US tops World in Rising Stars

Credit to Author: Tempo Online| Date: Sun, 17 Feb 2019 14:00:47 +0000

CHARLOTTE, N.C. (AP) – When the likes of the Los Angeles Lakers’ Kyle Kuzma, Philadelphia’s Ben Simmons and Boston’s Jayson Tatum get to the NBA All-Star Game and partake in what’s become the preferred run-and-fun style where defense is discouraged at virtually all costs, this much is clear.

Kyle Kuzma of Team USA goes for a dunk during their game against Team World in the Rising Stars competition of the NBA All-Star Weekend in Charlotte Friday. (AP)

Kyle Kuzma of Team USA goes for a dunk during their game against Team World in the Rising Stars competition of the NBA All-Star Weekend in Charlotte Friday. (AP)

They’ll be ready.

Dunks, layups, 3-pointers and little else.
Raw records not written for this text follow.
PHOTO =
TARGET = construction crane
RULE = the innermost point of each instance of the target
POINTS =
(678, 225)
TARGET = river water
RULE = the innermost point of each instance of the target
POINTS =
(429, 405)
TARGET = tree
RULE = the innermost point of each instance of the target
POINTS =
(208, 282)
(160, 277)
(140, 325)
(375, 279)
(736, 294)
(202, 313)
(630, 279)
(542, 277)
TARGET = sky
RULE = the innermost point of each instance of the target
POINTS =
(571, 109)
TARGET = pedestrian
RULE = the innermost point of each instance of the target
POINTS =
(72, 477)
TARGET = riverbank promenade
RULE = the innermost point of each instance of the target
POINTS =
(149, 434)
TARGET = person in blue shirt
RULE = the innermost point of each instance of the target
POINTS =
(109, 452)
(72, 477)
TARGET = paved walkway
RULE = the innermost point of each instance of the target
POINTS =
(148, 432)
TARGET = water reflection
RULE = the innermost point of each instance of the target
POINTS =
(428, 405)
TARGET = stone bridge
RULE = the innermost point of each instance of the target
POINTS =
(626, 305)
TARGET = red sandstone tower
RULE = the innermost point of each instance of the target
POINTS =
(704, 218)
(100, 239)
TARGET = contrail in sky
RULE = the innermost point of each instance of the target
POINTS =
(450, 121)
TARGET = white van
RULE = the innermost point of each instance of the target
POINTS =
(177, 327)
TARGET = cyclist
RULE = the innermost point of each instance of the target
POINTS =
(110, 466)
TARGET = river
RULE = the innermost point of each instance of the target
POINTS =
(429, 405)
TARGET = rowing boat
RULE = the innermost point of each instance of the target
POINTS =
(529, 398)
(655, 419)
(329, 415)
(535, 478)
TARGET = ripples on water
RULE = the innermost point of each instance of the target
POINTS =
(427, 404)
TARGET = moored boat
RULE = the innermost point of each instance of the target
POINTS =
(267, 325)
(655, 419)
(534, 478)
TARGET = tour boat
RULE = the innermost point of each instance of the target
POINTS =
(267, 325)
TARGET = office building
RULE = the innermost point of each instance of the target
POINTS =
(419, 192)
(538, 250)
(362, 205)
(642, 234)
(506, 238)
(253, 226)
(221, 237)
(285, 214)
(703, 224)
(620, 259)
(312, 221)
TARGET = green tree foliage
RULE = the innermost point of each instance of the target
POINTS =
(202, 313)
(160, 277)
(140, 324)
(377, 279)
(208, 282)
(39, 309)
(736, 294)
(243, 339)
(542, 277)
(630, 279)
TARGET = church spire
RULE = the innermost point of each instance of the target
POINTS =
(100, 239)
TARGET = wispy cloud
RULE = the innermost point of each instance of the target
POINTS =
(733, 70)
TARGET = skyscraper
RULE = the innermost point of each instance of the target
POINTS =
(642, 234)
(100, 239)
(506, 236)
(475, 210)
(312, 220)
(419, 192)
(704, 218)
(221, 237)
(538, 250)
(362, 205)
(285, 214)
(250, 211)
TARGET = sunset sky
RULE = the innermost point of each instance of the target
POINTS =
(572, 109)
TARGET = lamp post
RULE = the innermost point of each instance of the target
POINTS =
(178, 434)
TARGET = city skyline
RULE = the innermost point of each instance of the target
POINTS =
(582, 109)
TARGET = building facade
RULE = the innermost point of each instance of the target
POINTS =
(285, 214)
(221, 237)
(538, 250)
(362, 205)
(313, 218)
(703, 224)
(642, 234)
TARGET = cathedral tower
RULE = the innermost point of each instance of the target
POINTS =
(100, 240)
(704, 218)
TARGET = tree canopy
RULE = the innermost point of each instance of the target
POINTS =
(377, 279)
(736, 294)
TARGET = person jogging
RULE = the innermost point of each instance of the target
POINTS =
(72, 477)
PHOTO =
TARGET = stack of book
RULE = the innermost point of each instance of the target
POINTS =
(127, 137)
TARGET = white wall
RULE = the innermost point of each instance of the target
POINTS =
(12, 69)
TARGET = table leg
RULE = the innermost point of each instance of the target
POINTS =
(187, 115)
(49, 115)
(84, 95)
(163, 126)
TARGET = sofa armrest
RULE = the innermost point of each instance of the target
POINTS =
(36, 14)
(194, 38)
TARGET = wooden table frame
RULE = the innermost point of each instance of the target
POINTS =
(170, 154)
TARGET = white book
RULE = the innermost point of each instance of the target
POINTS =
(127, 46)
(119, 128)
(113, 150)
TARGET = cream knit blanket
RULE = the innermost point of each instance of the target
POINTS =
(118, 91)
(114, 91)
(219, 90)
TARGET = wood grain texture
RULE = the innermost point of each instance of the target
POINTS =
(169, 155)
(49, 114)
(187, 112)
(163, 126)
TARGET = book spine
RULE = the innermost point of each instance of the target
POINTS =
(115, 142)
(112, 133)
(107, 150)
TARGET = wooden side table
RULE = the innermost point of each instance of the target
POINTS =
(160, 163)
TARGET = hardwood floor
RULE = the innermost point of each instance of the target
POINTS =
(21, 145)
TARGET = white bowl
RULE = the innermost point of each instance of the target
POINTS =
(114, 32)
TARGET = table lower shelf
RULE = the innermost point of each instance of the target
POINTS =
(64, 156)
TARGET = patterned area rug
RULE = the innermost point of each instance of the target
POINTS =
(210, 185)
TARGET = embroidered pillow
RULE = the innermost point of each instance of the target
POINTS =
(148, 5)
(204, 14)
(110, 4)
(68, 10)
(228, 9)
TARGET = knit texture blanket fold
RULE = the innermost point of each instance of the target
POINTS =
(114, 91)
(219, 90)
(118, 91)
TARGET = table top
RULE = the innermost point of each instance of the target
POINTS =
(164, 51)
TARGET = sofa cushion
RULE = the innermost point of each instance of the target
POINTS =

That was the playsheet for the Rising Stars game Friday night, one where Kuzma led all scorers with 35 points on the way to MVP honors and the US team defeated the World squad, 161-144, on the floor that the All-Stars will be using on Sunday night.

Tatum added 30 points for the U.S. The teams combined for 37 3-pointers, 55 dunks and shot a combined 12 free throws.
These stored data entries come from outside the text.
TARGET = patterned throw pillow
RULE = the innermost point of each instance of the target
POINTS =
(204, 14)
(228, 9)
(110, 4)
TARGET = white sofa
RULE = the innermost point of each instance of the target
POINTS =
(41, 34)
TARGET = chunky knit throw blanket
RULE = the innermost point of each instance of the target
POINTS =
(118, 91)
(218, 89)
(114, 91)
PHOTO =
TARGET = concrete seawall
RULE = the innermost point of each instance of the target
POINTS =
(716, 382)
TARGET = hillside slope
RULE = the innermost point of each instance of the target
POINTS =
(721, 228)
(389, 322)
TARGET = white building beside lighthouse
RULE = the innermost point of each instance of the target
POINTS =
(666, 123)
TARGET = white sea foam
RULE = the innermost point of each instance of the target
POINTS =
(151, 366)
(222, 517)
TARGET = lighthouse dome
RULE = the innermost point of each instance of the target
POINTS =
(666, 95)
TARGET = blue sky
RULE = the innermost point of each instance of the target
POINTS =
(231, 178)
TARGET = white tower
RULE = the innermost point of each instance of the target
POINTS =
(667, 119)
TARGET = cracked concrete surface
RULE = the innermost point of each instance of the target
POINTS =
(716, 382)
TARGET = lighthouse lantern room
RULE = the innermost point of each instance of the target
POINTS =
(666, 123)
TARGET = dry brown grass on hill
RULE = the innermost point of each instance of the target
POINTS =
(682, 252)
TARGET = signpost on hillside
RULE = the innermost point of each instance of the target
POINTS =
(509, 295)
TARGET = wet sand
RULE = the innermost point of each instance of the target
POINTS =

“Last year, the World team kicked our butts,” Kuzma said. “They came in here and beat us by 30. A lot of us kind of remembered that.”

It was 31, actually — 155-124, not that it matters.

Tatum added 30 points in the game for first- and second-year players that was known for years as the Rookie Game. Atlanta’s Trae Young finished with 25 points and 10 assists, Sacramento’s De’Aaron Fox had 15 assists and Utah’s Donovan Mitchell added 20 points, nine assists and seven rebounds.

Everyone looked happy afterward.

The US squad had a bit more reason to look that way.

“There’s a $25,000 bonus for winning the game,” Kuzma said. “So that’s good.”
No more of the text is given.